この記事では、工事が不要な置き型手すりを中心に、「自宅のどこに置くべきか」という考え方を整理します。工事型の手すりとの使い分けについても触れますが、住宅改修の具体的な手続きについては、関連記事の手すり・スロープ・歩行器の選び方のガイドや、住宅改修に関する記事もあわせてご確認ください。
置き型手すりは、工事を伴わないため、賃貸住宅でも比較的導入しやすく、退去時の原状回復の心配も少ないという特徴があります。一方で、工事型の手すりに比べると、設置できる場所やしっかりとした固定という点では制約もあります。それぞれの特徴を理解したうえで、自宅に合った方法を選ぶことが大切です。
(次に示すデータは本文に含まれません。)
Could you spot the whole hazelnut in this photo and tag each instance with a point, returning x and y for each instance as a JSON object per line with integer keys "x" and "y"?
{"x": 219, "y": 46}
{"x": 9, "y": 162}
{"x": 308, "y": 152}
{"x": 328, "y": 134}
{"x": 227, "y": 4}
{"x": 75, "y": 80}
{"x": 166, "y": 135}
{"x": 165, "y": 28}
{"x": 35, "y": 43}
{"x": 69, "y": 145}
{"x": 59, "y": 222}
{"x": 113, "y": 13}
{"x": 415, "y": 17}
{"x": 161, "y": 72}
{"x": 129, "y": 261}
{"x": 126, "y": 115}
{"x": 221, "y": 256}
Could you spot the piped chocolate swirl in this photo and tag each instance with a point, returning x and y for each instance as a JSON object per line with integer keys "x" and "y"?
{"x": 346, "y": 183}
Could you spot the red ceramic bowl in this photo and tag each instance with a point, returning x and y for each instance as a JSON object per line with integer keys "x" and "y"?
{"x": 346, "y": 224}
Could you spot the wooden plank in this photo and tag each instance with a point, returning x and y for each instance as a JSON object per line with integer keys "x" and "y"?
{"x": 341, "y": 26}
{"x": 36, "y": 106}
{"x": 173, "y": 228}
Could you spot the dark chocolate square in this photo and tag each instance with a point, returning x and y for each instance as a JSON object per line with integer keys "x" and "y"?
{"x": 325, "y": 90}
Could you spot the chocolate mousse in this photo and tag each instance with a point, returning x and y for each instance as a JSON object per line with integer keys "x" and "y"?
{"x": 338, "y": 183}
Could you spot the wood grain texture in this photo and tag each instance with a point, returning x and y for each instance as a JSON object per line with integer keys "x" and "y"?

この記事の内容は2026年7月時点の制度にもとづいています。最新情報は厚生労働省の公式情報でも確認してください。
どちらを選ぶにしても、まずは「生活のどの場面で不安を感じるか」を具体的に洗い出すことが出発点になります。漠然と「手すりが欲しい」と考えるのではなく、実際の動作をイメージしながら整理していきましょう。
家族と同居している場合は、手すりの配置について話し合っておくと、より使いやすい環境づくりにつながります。
一つずつ、着実に進めていきましょう。